İcra ve İflas Hukuku
Haciz ülkemizin en önemli sorunlarından biri…Ülkemizde son yıllarda yaşanan en ağır kriz döneminin içinden geçiyoruz. Ekonomik kriz herkesin bütçesini oldukça sarsarken, özellikle banka borçları icra dosyaları patladı. Bunun yanı sıra mağazaların kredili satışlarının ödenmeme durumu artış gösterdi. Borçlu kişilerin borçlarını ödeyemez duruma gelmesinde son nokta alacaklının borçlu için haciz işlemini başlatmasıdır. İnsanları etkileyen haciz işlemleri sadece maddi anlamda değil, psikolojik olarak da yıpratıcı bir süreçtir. Bu yıpratıcı süreç sadece borçluyu etkilemez. Aynı zamanda borçlunun ailesini ve yakın çevresini de oldukça fazla etkileyebilmektedir. “Haciz işlemleri hangi eşyalara uygulanabilir? “ Sorusunun cevabını İstanbul Akyazı Hukuk Bürosu olarak sizler için derledik.
Eski Hacizler ve Şimdikiler Arasındaki Fark
Eskiden haciz işlemlerinde yaşamsal ihtiyaç olan buzdolabı, çamaşır makinesi gibi ev eşyaları da haczedilebiliyordu. Şimdilerde ise yapılan kanun değişikliği ile İcra İflas Kanunu 6352 sayılı kanununun 16. Maddesi ile değişik 82. maddesinin üçüncü fıkrası; “Kıymetli evrak, altın, gümüş, para, değerli taş, antika veya süs eşyası gibi kıymetli şeyler hariç tutularak, borçlu veya aynı çatı altında yaşayan aile bireyleri için lüzumlu eşya; aynı amaçla kullanılan eşyanın birden fazla olması durumunda bunlardan biri haczedilemez.” hükmünü içermekteydi.
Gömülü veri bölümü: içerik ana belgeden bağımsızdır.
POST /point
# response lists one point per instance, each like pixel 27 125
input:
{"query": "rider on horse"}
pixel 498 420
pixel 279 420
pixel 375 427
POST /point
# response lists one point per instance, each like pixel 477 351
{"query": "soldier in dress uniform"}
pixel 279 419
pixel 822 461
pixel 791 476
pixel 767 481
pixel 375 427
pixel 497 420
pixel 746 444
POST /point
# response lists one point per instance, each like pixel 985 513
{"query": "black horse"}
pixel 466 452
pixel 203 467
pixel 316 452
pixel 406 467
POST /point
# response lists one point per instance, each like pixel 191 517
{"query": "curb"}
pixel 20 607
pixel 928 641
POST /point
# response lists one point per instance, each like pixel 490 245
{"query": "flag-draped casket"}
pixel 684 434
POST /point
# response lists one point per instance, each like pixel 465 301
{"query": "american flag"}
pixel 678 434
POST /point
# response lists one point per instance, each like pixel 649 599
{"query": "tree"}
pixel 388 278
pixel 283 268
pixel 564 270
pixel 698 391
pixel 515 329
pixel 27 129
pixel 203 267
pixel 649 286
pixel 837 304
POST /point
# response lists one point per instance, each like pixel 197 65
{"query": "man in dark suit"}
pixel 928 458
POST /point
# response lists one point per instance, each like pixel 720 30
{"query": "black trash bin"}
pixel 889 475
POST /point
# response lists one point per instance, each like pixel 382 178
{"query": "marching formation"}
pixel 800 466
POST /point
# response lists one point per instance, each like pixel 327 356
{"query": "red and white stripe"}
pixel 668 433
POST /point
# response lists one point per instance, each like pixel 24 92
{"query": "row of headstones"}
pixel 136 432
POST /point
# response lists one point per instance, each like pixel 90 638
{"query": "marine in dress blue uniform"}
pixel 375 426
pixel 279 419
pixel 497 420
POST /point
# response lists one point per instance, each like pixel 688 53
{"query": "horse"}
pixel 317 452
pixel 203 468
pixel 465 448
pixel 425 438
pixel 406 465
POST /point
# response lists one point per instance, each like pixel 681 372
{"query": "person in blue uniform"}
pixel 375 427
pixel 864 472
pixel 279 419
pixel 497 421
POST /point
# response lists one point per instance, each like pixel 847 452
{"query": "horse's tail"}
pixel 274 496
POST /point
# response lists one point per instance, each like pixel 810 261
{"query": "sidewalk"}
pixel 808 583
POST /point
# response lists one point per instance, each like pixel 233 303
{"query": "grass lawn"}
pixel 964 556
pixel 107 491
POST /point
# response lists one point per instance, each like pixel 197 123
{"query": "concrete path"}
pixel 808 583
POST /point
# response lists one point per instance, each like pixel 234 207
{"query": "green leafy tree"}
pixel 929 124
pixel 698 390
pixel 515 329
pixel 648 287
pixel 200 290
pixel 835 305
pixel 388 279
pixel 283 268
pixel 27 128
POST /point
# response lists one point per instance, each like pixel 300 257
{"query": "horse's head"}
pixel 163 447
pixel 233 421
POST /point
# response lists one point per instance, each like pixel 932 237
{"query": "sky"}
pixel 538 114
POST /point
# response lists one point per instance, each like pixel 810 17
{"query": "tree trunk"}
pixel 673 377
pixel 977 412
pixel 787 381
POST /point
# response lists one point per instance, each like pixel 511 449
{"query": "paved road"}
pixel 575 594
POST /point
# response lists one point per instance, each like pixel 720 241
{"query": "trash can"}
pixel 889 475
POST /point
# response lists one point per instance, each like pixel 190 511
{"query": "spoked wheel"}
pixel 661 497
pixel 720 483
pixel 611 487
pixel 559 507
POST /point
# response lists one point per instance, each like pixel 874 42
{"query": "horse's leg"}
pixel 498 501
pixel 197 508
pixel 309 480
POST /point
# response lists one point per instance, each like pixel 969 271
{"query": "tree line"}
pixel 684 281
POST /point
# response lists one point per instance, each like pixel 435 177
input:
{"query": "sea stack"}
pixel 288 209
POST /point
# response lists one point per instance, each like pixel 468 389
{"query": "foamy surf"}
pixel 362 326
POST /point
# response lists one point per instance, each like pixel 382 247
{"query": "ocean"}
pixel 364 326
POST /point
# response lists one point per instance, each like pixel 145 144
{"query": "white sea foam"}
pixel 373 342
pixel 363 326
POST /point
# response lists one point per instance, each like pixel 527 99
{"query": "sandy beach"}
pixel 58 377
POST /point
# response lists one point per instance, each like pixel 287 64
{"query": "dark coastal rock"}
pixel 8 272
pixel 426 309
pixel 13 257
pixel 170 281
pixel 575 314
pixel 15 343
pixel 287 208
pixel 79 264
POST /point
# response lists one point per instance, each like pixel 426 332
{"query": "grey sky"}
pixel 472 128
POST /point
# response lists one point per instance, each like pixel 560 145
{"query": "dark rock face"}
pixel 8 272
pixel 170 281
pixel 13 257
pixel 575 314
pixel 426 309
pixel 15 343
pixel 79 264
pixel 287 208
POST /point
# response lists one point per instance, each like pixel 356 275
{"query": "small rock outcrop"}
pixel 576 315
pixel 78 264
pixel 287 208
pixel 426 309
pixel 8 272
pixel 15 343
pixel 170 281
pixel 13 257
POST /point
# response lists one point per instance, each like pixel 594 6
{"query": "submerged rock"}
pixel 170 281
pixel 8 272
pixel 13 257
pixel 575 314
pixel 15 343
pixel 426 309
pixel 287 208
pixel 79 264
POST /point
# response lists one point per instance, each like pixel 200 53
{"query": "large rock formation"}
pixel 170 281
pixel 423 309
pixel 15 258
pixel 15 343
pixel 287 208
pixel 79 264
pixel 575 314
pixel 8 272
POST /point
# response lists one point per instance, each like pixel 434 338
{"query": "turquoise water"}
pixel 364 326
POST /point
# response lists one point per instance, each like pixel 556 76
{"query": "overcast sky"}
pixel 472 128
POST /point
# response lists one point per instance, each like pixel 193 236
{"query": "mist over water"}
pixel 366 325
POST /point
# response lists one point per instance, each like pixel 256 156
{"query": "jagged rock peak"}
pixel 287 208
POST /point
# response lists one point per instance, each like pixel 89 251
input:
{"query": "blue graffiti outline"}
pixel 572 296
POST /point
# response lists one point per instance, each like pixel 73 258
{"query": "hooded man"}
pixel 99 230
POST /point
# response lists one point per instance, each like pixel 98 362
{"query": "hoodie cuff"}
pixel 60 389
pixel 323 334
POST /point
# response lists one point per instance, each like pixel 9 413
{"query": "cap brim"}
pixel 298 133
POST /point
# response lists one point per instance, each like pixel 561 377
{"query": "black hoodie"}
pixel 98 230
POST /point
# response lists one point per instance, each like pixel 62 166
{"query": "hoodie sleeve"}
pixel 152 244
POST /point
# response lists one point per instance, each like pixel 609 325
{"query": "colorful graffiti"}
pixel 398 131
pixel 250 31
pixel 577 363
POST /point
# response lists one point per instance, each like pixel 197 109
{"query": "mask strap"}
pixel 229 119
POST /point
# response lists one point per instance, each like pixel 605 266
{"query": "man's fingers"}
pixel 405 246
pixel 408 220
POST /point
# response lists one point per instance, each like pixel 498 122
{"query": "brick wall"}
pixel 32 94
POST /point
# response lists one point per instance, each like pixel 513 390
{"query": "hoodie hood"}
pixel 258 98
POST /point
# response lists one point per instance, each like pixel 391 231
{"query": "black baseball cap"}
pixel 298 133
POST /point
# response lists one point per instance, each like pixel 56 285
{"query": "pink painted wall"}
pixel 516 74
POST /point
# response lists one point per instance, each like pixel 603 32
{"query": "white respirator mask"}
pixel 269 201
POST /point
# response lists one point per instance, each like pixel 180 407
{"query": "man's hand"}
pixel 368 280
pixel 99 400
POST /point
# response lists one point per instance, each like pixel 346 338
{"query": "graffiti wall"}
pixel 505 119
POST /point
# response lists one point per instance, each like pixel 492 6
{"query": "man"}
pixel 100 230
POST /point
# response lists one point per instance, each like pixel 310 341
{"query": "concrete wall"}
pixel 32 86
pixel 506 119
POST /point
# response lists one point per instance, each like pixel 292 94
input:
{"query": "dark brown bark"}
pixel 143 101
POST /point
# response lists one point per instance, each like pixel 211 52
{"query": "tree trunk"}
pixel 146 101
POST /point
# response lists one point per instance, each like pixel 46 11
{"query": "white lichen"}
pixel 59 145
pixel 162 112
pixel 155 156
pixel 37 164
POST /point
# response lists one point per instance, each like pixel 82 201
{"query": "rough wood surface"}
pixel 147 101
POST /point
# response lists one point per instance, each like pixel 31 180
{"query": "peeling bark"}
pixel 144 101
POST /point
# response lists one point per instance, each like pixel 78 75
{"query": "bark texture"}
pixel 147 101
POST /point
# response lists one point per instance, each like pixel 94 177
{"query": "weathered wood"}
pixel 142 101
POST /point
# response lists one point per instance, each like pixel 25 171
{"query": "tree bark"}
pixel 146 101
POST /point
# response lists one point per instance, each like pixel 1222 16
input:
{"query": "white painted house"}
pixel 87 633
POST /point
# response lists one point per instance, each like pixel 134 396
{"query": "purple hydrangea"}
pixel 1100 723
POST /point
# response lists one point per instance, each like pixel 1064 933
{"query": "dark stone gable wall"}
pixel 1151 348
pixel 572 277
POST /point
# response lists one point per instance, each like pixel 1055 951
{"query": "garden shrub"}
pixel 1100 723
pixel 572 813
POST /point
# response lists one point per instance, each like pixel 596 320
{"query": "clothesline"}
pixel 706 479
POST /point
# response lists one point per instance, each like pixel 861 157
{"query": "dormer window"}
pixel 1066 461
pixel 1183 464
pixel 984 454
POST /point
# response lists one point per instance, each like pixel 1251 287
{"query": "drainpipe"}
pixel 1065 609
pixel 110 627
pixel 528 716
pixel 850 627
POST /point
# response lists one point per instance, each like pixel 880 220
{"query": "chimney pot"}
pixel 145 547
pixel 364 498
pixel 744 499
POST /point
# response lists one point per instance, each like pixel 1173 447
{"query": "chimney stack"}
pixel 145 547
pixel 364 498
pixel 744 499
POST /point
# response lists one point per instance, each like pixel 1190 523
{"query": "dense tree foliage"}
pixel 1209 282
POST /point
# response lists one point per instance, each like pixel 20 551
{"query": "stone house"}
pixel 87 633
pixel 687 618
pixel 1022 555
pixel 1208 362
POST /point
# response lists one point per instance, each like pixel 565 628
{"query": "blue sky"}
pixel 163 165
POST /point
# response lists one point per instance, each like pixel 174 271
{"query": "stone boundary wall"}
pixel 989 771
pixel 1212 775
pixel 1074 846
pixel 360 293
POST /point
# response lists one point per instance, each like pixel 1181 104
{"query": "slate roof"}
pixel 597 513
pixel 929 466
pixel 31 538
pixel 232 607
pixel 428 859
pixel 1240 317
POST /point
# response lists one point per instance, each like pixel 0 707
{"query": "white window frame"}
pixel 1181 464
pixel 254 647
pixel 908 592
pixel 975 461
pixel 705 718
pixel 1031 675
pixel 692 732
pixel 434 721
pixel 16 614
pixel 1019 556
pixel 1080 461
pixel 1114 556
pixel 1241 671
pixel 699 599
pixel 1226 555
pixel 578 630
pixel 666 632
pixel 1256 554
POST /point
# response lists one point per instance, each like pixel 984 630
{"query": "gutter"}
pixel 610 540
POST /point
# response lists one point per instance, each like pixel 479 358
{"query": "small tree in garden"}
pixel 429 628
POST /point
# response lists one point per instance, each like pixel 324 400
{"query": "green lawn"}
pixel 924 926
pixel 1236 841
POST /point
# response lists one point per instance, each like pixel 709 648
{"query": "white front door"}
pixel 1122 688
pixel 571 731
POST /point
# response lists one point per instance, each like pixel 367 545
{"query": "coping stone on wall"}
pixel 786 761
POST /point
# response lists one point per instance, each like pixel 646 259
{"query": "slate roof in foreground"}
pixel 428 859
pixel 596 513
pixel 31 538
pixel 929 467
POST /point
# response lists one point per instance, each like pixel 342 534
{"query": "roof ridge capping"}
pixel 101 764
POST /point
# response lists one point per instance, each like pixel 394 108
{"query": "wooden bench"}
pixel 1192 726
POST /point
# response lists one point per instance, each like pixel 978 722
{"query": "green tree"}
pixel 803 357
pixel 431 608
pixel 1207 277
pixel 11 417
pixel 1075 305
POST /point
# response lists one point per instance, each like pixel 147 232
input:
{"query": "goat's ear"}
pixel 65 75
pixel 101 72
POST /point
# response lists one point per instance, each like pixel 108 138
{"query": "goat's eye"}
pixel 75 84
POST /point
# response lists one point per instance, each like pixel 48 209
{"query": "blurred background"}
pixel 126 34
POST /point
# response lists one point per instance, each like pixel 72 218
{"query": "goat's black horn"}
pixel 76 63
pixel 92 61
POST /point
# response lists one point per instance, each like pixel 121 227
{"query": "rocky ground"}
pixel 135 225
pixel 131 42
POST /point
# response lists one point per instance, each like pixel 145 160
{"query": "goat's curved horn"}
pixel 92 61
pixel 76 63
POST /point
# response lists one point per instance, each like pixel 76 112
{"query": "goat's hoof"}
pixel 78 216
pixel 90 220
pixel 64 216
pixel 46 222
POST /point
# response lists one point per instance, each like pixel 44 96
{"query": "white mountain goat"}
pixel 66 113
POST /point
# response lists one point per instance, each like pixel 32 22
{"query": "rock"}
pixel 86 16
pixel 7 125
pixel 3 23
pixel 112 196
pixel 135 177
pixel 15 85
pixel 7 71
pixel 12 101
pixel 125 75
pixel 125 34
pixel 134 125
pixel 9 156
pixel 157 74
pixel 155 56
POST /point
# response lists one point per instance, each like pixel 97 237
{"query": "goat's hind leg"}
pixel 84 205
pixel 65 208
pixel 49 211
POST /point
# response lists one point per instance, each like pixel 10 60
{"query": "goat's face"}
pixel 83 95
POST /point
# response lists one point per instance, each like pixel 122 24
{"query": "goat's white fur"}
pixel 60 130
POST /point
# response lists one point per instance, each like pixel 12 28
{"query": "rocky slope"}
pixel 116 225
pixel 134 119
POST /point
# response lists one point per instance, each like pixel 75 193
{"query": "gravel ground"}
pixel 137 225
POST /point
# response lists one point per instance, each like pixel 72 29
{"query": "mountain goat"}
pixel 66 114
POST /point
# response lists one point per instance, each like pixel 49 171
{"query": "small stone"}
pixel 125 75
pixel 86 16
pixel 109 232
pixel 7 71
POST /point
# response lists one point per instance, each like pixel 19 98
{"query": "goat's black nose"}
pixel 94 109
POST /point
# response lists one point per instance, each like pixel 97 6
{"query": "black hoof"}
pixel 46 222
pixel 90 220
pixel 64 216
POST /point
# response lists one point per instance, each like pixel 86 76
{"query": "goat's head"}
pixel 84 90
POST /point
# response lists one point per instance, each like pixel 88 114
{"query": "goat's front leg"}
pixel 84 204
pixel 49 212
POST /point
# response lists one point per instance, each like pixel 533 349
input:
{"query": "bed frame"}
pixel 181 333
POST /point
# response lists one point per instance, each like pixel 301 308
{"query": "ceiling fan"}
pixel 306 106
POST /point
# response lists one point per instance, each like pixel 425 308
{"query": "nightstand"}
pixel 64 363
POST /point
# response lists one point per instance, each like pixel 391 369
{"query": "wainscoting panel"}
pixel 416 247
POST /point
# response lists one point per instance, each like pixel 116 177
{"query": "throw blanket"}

Bu kanuna eklenen “İcra memuru, haczi talep edilen mal veya hakların haczinin caiz olup olmadığını değerlendirme yetkisindedir. Ve bu talebin reddine veya kabulüne karar verir.” İfadesi de eklenmiştir. Kısacası daha önceleri alacaklının karar verdiği mallar yerine icra memurlarının takdiri de önemli hale gelmiştir. Haciz uygulamasında çoğu icra memurunun hacze gittiği evdeki kararı, televizyonsuz bir hayatın mümkün olduğu yönündedir. Ve bu açıdan bakıldığında televizyon, laptop, bulaşık makinesi gibi eşyaların alınması sık sık yaşanmaktadır.
İcra Memurunun Takdiri De Önem Kazandı
Bu sayede alacaklının haciz işlemini başlatmasıyla icra memurunun hacizdeki değerlendirmeleri de önem kazanmıştır. Kanunun icra memurlarına bu yetkiyi vermesi ; “Temel hak ve özgürlükleri korumak, alacaklı ile borçlu arasındaki menfaati dengelemektir. Hacizde ekonomik açıdan fayda sağlamayan ve muhafaza edilmesi güç, satışı zor olan eşyalar tercih edilmez. Kanunun düzenlenmesinde, borçlunun ve aynı evdekilerin gerekli her türlü eşyanın haczedilemeyeceğini hükme bağlanmaktadır” ifadesi bulunmaktadır. İcra memuru kanunda açıkça belirtilen ilkeler ile icra takibinde alacağı karşılayacak malı haczedecek. Ve haciz sonrası evdeki yokluğu borçlu ve evdekilerin hayatlarını sürdürmesinde en az sıkıntı verecekleri tercih etmelidir. Ve haciz edilen malların muhafazasının kolay ve ve satışında sorun olmayanları seçmeye öncelik vermesi beklenmektedir.
Yargıtay’a göre, haciz konusu malın borçlunun haline uygun olup olmadığı ölçütü değerlendirmeye alınamaz, kararındadır.